- Born: April 14, 1917
- Died: July 18, 1987 (aged 70)
- Education: University of Nebraska (AB, MS)
- Scientific career
- Fields: Agronomy
- Workplaces: University of Nebraska

= Robert A. Olson =

American soil scientist

Robert August Olson (April 14, 1917 - July 18, 1987) was an American soil scientist. He was a professor of agronomy at the University of Nebraska, and one of the first to prove and warn that nitrogen fertilizers could harm crops and pollute groundwater.

==Education and career==
Olson was born in Fullerton, Nebraska, and grew up in eastern Nebraska. He was educated at the University of Nebraska, where he received an AB in chemistry and soils, and after service as a naval air navigator during World War II, an MS degree in soils. His MS thesis was titled The Relation of Soil Properties and Fertilization to Winter Wheat Production in Nebraska, and was advised by R. H. Rhoades. Upon completion of the master's degree, he was hired in 1948 as a professor of agronomy at the same university, where he remained for most of his career. He retired and was granted emeritus status in 1986.

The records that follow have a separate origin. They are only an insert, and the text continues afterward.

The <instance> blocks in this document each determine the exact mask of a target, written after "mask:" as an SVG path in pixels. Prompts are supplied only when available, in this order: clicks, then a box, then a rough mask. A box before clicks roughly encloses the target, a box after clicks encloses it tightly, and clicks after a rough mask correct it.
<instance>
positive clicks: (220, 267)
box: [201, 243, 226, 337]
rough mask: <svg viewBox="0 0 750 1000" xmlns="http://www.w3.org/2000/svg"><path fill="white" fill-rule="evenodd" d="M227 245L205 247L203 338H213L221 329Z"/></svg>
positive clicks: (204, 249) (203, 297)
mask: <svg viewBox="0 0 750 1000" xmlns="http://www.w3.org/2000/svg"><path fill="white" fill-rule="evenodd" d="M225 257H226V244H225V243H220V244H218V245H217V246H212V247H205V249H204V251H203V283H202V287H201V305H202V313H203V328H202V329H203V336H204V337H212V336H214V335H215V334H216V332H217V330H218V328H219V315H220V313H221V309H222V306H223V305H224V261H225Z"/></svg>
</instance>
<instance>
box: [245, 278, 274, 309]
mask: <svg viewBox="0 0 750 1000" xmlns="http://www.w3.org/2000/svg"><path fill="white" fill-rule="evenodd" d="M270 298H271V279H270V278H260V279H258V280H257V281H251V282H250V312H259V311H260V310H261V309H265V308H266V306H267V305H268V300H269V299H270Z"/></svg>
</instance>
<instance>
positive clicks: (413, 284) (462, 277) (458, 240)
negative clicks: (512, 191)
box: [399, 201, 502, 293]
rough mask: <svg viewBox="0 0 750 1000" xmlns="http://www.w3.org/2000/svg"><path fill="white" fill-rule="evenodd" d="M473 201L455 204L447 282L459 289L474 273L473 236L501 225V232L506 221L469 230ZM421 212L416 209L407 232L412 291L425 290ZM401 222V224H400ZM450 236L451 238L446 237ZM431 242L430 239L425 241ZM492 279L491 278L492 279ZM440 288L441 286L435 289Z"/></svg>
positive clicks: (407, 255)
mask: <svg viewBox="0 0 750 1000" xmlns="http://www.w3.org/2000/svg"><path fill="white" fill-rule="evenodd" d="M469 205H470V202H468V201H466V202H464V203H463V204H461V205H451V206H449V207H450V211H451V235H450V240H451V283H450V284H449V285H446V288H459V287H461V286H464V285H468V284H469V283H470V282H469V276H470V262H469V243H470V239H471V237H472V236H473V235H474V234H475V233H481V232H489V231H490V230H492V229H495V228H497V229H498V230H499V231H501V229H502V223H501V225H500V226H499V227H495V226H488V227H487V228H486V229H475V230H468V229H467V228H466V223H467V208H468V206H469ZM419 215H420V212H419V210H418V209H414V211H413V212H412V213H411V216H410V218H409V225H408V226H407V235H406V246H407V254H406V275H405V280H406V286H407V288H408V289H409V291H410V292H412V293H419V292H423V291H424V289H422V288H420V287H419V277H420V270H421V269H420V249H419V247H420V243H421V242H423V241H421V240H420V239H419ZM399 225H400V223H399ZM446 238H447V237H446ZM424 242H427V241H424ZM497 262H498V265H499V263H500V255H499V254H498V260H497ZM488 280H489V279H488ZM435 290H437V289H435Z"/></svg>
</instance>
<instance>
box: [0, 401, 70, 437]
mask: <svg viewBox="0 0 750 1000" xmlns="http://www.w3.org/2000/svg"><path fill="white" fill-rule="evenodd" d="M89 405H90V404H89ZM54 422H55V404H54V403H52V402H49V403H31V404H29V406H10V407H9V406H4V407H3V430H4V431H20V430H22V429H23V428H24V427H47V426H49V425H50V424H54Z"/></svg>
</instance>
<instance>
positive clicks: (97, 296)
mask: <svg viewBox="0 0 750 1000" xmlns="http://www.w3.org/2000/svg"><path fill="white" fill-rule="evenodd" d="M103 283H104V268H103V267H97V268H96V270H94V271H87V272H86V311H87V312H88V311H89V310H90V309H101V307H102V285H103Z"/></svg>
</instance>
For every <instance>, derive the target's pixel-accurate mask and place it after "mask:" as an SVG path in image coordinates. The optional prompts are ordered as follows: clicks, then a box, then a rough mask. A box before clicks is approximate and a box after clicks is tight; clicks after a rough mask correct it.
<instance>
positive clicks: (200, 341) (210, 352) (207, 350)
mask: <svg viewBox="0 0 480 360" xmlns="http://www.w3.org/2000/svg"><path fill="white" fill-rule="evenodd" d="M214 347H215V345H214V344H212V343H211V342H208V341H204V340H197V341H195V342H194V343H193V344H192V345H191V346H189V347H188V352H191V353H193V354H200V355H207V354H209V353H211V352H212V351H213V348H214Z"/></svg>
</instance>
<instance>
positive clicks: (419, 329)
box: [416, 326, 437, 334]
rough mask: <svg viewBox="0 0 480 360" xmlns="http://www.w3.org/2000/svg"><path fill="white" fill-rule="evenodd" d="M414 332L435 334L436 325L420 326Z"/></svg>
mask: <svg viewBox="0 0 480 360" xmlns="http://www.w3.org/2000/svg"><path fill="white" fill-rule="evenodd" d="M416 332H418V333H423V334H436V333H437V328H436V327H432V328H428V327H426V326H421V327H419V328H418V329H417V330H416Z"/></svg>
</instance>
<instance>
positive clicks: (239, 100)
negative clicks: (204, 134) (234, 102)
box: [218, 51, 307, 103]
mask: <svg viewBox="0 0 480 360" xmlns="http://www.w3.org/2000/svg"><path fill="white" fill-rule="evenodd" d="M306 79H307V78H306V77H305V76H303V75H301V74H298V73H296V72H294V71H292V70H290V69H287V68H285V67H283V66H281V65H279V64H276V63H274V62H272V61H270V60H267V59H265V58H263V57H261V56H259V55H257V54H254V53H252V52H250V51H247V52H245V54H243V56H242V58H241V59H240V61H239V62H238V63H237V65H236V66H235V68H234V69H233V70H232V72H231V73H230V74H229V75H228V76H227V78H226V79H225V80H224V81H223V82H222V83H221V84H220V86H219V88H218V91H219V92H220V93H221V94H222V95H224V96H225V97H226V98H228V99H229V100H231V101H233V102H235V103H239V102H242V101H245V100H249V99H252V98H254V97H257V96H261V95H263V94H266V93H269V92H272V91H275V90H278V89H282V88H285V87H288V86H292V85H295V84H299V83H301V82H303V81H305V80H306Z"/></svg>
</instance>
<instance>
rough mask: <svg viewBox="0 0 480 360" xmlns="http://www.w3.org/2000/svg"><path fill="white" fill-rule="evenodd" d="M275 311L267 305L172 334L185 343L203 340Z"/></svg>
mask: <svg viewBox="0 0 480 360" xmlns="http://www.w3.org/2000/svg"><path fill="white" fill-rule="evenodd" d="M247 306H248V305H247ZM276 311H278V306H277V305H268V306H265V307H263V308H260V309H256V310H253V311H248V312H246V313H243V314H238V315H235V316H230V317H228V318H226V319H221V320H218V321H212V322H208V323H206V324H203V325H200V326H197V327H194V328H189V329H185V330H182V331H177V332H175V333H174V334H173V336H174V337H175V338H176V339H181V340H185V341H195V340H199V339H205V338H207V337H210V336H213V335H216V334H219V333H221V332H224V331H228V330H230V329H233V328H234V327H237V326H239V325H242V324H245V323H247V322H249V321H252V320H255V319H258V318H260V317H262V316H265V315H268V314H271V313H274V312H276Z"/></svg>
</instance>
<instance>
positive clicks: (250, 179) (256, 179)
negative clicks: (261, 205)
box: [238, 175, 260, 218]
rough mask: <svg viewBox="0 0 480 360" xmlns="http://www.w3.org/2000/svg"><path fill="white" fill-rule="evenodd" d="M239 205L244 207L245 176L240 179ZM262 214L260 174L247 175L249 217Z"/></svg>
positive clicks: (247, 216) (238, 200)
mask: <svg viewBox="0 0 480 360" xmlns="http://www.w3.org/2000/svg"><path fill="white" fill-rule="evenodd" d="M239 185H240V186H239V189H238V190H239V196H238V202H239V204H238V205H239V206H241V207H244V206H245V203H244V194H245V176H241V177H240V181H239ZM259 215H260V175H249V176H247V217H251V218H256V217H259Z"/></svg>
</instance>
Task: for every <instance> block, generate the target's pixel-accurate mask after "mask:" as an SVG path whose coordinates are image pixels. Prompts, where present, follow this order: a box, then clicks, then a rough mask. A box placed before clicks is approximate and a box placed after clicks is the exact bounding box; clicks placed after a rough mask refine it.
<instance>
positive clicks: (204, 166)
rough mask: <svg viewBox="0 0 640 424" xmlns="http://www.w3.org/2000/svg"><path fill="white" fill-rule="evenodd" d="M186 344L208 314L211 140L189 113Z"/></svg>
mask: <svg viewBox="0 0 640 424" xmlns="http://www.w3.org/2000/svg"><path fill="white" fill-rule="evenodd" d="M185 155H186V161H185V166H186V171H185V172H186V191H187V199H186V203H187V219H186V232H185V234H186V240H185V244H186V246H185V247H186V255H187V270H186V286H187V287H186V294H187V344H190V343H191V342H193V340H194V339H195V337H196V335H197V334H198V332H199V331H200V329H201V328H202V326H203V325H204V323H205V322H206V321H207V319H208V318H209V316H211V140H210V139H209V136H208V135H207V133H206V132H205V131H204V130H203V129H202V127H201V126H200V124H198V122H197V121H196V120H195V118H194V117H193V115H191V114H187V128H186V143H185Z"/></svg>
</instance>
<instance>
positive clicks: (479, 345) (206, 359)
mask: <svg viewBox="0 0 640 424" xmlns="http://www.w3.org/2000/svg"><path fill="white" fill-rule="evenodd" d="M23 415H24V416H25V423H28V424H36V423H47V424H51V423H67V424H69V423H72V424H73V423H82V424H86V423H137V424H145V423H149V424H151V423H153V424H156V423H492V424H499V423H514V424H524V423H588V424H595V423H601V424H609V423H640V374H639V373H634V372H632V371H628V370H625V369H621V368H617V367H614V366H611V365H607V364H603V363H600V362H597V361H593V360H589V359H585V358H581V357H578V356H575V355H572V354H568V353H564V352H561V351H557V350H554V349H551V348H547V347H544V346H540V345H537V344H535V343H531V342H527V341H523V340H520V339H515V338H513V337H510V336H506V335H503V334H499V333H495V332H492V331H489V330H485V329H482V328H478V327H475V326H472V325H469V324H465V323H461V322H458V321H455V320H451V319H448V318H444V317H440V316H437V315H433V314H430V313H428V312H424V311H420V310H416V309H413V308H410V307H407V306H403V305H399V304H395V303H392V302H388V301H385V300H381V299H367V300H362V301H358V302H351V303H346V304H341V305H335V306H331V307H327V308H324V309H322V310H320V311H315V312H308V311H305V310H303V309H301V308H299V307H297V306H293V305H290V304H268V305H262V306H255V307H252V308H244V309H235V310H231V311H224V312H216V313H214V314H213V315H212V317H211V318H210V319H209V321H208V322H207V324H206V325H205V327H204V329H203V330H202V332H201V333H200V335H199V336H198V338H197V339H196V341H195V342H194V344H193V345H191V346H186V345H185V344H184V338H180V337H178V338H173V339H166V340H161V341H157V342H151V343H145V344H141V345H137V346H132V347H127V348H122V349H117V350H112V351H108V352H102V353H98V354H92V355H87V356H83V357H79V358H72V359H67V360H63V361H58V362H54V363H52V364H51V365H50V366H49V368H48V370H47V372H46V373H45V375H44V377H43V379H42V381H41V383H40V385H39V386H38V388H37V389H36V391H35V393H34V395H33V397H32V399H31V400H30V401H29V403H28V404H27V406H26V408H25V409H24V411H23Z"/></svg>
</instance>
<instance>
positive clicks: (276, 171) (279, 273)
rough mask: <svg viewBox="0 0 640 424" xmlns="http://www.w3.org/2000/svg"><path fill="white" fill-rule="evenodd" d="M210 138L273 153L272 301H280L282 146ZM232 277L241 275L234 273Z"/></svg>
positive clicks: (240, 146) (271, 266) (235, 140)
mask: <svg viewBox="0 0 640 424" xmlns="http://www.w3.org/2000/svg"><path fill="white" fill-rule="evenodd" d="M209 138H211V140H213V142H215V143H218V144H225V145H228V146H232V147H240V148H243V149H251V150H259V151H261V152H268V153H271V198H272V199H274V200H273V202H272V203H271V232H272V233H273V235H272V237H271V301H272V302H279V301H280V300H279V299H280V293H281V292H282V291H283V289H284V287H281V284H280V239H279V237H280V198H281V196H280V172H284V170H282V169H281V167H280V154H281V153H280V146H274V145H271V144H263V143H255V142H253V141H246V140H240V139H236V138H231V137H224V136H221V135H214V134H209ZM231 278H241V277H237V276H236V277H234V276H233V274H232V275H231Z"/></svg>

Other than teaching at the University of Nebraska–, Olson served as a consultant at the OECD in Paris in 1958 and the International Atomic Energy Agency in Vienna in 1962. Between 1967 and 1969 he served as manager of the Food for Hunger Campaign Fertilizer Program for the Food and Agriculture Organization in Rome. After the Chernobyl disaster, he helped assess and mitigate the effects of the disaster on agriculture.

He authored over 100 topical publications and book chapters and was associate editor of Soil Science Society of America Journal and soils editor of Agronomy Journal.

== Selected publications ==
Source:

- Olson, R.A., E.C. Seim and J. Muir. 1973. Influence of agricultural practices on water quality in Nebraska: A survey of streams, groundwater, and precipitation. Water Resources Bulletin 9:301-311.

- Muir, J., E.C. Seim and R.A. Olson. 1973. A study of factors influencing the nitrogen and phosphorus contents of Nebraska waters. Journal of Environmental Quality  2:466-470.

- Olson, R.A. 1977. Fertilizers for Food Production vs Energy Needs and Environmental Quality. Ecotoxicology and Environmental Safety 1:311-326.

- Olson, R.A., K.D. Frank, P.H. Grabouski and G.W. Rehm. 1982. Economic and agronomic impacts of varied philosophies of soil testing. Agronomy Journal  74:492-499.

- Muir, J., J.S. Boyce, E.C. Seim, P.N. Mosher, E.J. Deibert and R.A. Olson. 1976. Influence of crop management practices on nutrient movement below the root zone in Nebraska soils. Journal of Environmental Quality  5:255-259.

- Boyce, J.S., J. Muir, A.P. Edwards, E.C. Seim and R.A. Olson. 1976. Geologic nitrogen in Pleistocene loess of Nebraska. Journal of Environmental Quality  5:93-96.

==Death==
Olson died on July 18, 1987, from injuries sustained in a motor vehicle accident.

==Honors and awards==
Olson was a fellow of the American Society of Agronomy and of the Soil Science Society of America. He received the ASA International Service Agronomy Award, the Agronomic Achievement Award-Soils, the Soil Science Distinguished Career Award, the SSSA Bouyoucos Soil Science Distinguished Career Award, among others. In 2019, he received the Department of Agronomy and Horticulture Alumni Lifetime Achievement Award from the University of Nebraska–Lincoln.